Does gene therapy always have to be gene-specific?
Early 2020 marked an important milestone for the Retina UK community, when the first person with an inherited retinal condition received NHS treatment to potentially slow or even stop the progression of their sight loss.
The treatment was Luxturna, a gene replacement therapy, which provides the retina with healthy copies of a gene called RPE65. However, Luxturna can only work for those whose sight loss is caused by faulty RPE65 in the first place, and these individuals number less than 100 in the UK. A small number of other gene therapies are in clinical testing, but again, they almost always target a specific gene. With over 300 different genes potentially responsible for inherited retinal conditions, that leaves a huge number in our community without a treatment option within reach.
Researchers are investigating other approaches, such as cell-based therapies, which have the potential to work regardless of the causative genetic fault. But are there particular genes that, when injected into the back of the eye like Luxturna, can overcome a myriad of underlying problems?
Cone rescue
There are two types of light-sensing photoreceptor cells in the retina: rod cells, which are concentrated in the periphery of the retina and tend to degenerate early in the course of retinitis pigmentosa; and cone cells, which are found in the middle of the retina and are responsible for detailed central vision. More than ten years ago, scientists discovered that rod photoreceptors produce a substance that is vital for the survival of cone photoreceptors, and named it rod-derived cone viability factor (RdCVF). As rod cells are lost in retinitis pigmentosa, the amount of RdCVF declines significantly, and the cones eventually suffer as a result.
Biotechnology company Sparing Vision is now investigating the possibility of boosting RdCVF levels in RP via a gene therapy approach, with the ultimate aim of preserving central vision for much longer, no matter what the underlying genetic fault. The Sparing Vision treatment provides copies of the genetic instructions for building RdCVF, which are then used by photoreceptors and other retinal cells to ramp up production. The RdCVF genes are packaged in harmless viruses and delivered via subretinal injection, just like Luxturna, but have the potential to exert beneficial effects regardless of the disease-causing gene. Sparing Vision is hoping to begin early phase clinical trials in France and the USA in late 2022.

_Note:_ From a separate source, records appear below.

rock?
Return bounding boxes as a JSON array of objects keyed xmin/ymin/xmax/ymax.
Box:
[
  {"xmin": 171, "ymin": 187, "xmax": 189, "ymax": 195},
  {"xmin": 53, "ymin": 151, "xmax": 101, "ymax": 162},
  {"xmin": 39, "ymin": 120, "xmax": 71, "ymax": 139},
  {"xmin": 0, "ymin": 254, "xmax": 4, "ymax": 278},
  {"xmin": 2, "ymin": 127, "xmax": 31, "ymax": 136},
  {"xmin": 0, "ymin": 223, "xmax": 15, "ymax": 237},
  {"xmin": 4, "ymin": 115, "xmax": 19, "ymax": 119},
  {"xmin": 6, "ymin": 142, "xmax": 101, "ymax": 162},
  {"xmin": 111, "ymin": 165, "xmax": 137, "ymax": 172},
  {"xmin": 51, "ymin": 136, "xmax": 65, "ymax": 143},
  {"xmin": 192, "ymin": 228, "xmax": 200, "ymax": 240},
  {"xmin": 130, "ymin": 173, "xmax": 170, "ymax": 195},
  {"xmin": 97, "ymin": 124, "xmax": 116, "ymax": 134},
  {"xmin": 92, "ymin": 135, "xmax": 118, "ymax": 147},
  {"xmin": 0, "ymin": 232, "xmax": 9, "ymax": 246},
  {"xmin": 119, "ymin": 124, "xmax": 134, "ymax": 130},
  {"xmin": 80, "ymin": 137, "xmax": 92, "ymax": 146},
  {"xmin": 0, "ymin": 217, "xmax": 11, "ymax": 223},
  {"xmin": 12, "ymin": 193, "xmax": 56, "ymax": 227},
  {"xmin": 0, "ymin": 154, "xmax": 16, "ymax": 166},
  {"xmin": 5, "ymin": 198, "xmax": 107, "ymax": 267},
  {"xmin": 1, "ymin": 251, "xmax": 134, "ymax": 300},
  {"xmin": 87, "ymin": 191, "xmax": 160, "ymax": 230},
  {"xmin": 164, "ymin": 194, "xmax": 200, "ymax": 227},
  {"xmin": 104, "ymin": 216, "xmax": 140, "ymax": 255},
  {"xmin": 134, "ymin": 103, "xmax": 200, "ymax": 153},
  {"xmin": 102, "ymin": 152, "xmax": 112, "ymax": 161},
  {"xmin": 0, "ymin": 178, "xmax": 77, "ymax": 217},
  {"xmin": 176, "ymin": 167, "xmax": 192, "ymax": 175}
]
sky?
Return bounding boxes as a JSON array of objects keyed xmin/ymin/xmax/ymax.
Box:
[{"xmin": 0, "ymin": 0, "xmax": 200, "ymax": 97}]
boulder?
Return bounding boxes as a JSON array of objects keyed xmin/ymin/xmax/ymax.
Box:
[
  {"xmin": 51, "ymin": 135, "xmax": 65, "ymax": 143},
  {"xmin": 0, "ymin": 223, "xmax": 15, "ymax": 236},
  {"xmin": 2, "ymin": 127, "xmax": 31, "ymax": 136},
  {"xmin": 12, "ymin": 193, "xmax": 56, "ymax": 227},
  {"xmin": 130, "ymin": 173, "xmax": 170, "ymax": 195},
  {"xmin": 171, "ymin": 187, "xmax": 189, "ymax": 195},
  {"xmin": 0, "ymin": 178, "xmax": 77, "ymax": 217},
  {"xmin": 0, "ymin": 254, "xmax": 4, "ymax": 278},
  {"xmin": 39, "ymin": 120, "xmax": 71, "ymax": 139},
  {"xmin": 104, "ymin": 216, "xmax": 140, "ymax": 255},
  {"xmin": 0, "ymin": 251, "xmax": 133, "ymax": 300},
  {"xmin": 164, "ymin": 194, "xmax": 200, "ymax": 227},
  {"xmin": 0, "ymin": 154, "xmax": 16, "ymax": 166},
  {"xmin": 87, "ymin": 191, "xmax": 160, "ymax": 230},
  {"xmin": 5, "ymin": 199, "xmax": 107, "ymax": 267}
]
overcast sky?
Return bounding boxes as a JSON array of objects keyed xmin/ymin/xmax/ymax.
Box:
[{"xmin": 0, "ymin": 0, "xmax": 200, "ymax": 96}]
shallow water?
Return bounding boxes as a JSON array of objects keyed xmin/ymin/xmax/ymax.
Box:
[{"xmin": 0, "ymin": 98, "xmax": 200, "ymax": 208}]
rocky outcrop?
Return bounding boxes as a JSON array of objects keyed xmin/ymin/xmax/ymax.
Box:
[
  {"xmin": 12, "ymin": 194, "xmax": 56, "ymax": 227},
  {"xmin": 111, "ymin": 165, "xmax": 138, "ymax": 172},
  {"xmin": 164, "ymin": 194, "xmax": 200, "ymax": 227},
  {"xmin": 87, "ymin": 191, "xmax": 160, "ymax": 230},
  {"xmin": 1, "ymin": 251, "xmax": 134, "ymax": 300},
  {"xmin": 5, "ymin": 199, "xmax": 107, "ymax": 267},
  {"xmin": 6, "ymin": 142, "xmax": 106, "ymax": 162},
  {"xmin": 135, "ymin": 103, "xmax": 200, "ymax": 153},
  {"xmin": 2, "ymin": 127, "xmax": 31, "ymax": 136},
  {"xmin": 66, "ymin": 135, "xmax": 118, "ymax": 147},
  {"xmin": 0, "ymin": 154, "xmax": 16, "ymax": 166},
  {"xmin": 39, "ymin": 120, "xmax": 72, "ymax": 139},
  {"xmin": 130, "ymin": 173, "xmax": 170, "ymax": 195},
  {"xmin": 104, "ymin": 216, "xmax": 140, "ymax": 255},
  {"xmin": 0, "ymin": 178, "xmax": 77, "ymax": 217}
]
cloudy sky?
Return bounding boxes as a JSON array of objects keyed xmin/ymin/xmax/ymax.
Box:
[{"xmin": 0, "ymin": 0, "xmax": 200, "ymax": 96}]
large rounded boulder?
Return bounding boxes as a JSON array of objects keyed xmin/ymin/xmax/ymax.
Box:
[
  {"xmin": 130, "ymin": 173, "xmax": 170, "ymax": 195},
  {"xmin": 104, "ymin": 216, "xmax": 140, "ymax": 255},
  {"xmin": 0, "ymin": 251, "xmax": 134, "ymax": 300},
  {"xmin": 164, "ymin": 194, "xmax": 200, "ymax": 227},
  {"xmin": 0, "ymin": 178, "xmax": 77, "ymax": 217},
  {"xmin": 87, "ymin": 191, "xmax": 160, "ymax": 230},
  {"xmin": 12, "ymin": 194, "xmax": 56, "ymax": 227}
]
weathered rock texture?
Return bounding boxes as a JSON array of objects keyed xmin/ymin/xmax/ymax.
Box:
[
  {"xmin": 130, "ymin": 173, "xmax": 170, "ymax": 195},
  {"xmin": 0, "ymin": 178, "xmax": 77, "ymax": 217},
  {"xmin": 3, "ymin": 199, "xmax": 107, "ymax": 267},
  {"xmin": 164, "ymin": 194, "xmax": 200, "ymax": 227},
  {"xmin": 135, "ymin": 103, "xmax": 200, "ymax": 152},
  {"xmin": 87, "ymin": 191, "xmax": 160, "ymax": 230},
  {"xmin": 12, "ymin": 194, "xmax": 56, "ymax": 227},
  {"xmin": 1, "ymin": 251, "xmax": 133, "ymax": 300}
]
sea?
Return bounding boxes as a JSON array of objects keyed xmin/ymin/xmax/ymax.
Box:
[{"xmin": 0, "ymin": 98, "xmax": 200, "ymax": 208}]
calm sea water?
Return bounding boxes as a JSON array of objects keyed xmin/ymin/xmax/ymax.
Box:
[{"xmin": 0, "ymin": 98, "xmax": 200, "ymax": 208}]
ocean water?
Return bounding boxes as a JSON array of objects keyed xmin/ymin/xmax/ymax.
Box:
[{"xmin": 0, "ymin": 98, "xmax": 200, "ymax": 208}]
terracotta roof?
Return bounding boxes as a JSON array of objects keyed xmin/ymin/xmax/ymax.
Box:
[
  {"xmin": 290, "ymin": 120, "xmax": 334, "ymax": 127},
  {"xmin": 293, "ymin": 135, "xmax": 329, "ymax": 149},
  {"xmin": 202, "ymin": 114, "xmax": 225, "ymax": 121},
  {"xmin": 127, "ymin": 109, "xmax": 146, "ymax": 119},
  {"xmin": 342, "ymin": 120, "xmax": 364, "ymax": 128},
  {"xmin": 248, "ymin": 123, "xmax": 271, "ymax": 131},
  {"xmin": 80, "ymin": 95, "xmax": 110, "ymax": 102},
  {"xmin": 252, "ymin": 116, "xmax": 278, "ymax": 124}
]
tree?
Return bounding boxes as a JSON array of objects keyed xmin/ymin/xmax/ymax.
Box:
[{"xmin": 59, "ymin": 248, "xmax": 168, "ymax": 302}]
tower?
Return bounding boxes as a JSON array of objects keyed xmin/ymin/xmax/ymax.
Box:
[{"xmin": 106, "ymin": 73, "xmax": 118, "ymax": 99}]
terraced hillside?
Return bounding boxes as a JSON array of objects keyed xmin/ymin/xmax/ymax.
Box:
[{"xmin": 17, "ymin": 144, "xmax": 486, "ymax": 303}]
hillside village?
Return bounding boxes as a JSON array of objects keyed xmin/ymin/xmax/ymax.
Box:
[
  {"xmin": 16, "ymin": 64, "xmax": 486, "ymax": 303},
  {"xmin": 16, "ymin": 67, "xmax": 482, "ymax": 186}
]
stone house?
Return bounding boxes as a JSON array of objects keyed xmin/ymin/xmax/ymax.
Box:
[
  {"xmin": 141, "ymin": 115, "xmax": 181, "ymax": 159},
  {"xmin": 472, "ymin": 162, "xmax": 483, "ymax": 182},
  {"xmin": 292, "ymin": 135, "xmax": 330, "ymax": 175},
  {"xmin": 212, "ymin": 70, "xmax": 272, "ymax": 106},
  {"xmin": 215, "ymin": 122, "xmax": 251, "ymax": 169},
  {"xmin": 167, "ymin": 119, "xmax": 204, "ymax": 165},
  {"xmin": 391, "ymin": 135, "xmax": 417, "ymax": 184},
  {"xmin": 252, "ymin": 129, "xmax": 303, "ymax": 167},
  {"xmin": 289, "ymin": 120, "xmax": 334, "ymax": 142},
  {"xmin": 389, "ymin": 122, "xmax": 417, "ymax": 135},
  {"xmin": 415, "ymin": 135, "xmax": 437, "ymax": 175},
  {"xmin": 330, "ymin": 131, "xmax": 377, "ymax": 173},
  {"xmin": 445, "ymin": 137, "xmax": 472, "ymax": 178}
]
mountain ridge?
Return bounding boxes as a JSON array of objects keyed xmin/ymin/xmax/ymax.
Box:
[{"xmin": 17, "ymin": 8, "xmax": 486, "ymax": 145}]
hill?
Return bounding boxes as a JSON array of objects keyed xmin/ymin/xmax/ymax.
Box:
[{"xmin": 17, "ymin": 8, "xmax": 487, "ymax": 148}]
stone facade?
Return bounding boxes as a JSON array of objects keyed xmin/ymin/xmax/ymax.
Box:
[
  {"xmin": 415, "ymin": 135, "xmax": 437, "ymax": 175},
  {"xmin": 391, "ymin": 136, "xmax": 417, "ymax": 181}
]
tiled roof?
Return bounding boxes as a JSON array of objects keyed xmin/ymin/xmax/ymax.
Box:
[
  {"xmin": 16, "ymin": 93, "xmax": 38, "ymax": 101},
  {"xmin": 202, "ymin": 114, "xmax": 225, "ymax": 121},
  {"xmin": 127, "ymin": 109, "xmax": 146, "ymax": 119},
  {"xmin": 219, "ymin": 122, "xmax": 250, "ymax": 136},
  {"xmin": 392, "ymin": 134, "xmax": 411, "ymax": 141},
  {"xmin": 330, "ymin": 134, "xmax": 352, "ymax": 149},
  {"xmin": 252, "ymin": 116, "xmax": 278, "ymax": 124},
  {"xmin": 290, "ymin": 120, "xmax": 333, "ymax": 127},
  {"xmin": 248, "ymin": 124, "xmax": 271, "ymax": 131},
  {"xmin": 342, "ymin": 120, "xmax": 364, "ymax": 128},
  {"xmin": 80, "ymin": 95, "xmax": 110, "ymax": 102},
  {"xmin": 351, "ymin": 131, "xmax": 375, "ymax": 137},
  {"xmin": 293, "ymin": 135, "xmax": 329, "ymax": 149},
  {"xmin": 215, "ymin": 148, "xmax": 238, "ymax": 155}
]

The company also has another gene therapy approach in preclinical development, this time using a gene that can “jump start” cones that have already partially degenerated. In the long term, Sparing Vision aims to combine the two approaches in the hope of restoring some lost vision and prolonging the therapeutic effect.
Re-setting retinal cells
Meanwhile, a US company called Ocugen is hoping that one particular gene, called NR2E3, might have the power to re-set and stabilise retinal cells that have been damaged by a number of different underlying genetic faults.
NR2E3 is what’s known as a modifier gene, which can significantly affect disease outcomes, impacting onset, rate of progression, and severity by influencing key biological networks. Studies in five unique mouse models of retinal degeneration, all with different genetic faults, showed that NR2E3 gene therapy rescued photoreceptors from further damage after disease onset.
Ocugen has started an early phase clinical trial of this therapy in 18 people with RP caused by mutations in NR2E3 itself or in the RHO (rhodopsin) gene. Ultimately, they hope to test the treatment across a broad range of genetic diagnoses. The current trial is taking place at seven sites in the USA.
These two examples demonstrate the potential for gene therapy to make a broader impact. Thanks to your generous support, Retina UK will continue to fund researchers making key discoveries that underpin progress in treatment development.